Geert Vanden Bossche received his DVM from the University of Ghent, Belgium, and his PhD degree in Virology from the University of Hohenheim, Germany. He held adjunct faculty appointments at universities in Belgium and Germany. After his career in Academia, Geert joined several vaccine companies (GSK Biologicals, Novartis Vaccines, Solvay Biologicals) to serve various roles in vaccine R&D as well as in late vaccine development.
Geert then moved on to join the Bill & Melinda Gates Foundation’s Global Health Discovery team in Seattle (USA) as Senior Program Officer; he then worked with the Global Alliance for Vaccines and Immunization (GAVI) in Geneva as Senior Ebola Program Manager. At GAVI he tracked efforts to develop an Ebola vaccine. He also represented GAVI in fora with other partners, including WHO, to review progress on the fight against Ebola and to build plans for global pandemic preparedness.

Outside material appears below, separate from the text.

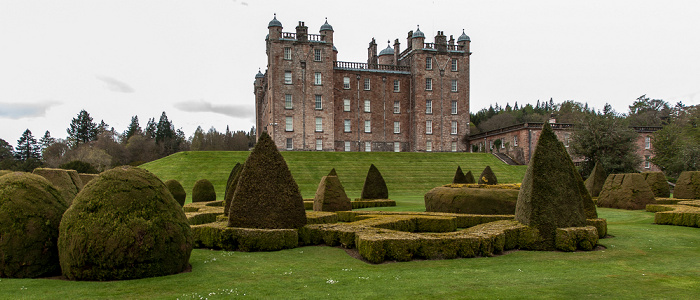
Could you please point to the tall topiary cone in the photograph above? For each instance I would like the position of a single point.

Back in 2015, Geert scrutinized and questioned the safety of the Ebola vaccine that was used in ring vaccination trials conducted by WHO in Guinea. His critical scientific analysis and report on the data published by WHO in the Lancet in 2015 was sent to all international health and regulatory authorities involved in the Ebola vaccination program. After working for GAVI, Geert joined the German Center for Infection Research in Cologne as Head of the Vaccine Development Office. He is at present primarily serving as a Biotech / Vaccine consultant while also conducting his own research on Natural Killer cell-based vaccines.